Ne yazık ki peygamberden sonra, zamanla İslam dindarlığının esaslarını oluşturan Tevhid, akıl, bilgi/ilim, iman, irfan, ahlak, hürriyet, adalet, emanet, takva/sorumluluk, cihad/hak mücadelesi gibi ilkeler yerine taklit, tavassut, ittiba, hilafet/saltanat, Fetih/savaş, iktidar, devlet gibi kutsanmış olgulara esir, padişahlara, din adamlarına, şeyhlere, türbelere, dergâhlara “kul” olmuş bir “Müslümanlık” tesis edildi.

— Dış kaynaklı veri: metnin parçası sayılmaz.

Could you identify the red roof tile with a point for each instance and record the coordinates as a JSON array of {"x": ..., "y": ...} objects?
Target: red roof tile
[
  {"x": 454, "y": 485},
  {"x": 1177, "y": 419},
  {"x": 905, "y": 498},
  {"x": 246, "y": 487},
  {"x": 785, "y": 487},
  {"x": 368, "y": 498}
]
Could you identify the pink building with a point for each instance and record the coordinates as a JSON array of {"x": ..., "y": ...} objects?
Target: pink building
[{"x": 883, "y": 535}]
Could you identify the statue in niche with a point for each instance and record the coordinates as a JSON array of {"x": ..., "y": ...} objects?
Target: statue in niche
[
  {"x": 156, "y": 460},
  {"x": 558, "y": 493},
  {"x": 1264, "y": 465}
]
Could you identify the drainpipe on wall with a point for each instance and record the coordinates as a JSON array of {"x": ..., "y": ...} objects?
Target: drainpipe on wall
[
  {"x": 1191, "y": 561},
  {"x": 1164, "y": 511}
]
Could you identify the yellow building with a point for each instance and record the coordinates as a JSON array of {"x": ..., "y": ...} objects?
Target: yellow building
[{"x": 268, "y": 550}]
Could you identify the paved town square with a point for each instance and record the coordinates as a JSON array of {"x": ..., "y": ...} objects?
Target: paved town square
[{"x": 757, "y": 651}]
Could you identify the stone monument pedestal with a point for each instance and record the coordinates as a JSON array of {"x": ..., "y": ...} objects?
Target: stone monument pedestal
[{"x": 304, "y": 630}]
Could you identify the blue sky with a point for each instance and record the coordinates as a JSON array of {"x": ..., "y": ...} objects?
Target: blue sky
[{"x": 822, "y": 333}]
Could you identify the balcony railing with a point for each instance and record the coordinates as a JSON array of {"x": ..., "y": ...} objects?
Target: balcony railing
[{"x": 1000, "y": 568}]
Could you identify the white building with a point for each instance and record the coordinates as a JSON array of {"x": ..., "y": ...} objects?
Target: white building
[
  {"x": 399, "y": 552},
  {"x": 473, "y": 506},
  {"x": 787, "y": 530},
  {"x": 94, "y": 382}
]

İslam’ın evrensel ve her çağda vazgeçilmez olan medeniyet ilkeleri yerine egemen Emevi/Arap kültürü, peygambere dayandırılarak “Sünnet!” adıyla Müslüman topluma dayatıldı ve savaşlarla genişlettikleri coğrafyalara “İslam!” olarak yaydılar.

Emevilerle başlayan bu süreç, Osmanlılara kadar din-iktidar/devlet-siyaset-kutsanmış sembollerle iç içe geçmiş ve işbirliği içinde bu statüko muhafaza edilmiştir.

Modern dönemde de aynı statüko gelenekselleştirilmiş din üzerinden farklı politikalarla sürdürülmüş, Fetva kurulları, Diyanet gibi kurumlar marifetiyle yasal olarak resmi ideolojiye eklemlenmiş, din adamları, cemaatler ve tarikatlar marifetiyle de toplumsal alana eklemlenmiştir.

Peygambere (s.aa.s.) isnat edilen on binlerce uydurma hadislerle bizzat peygamberin kendisini insanlığa ve inananlara örnek olmaktan uzaklaştırmışlardır. Menkıbeler, hikâyeler uydurularak ‘İslam Peygamberi’ olmaktan çıkarıp “Müslümanların Peygamberi” olarak kabul görmesini sağlamışlardır. Böylece İslam yerine Müslümanlık, uydurulmuş bir din olarak hayat bulmaya başlamıştır.

Denilebilir ki ‘akletmek’ başta olmak üzere medeniyet ilklerini, yani İslam dindarlığını terk ettikleri için Müslümanlar cehalete, zillete ve sefil hale düştüler. Oysa İslam, her daim aziz ve üstündür.

İslam dindarlığında okumayan, araştırmayan cahilden dindar, cennet pazarlayan din adamından mürşit, zalim ve müşrikten yönetici, liyakat-ehliyet-adalet ve ahlak yoksunundan lider, hırsız zenginden hayırsever, saray ve iktidar dalkavuklarından ulema, el-etek öpen itibarsızlardan siyasetçi olmaz!

Kuşkusuz akleden, okuyan, sorgulayan, araştıran, tefekkür ve tezekkür eden mutasavvufları, ilim-irfan-hikmet sahibi din bilginlerini, Münevver ulemayı, adil ve bilgili devlet ve siyaset adamlarını muteber gördüğümü ve onları ‘İslam dindarlığı’ kapsamında değerlendirdiğimi belirtmeliyim.

Müslümanlık, artık egemenlerin, şarlatan din adamlarının, cemaat ve Diyanetin, din tacirlerinin, parti ve politikacılarının sömürü aracı, ulusların, toplumların ve bireylerin bir geleneği ve kültürü haline gelmiştir. İhtiyacımız olan; “Müslümanlık dindarlığı” değil, İslam dindarlığıdır.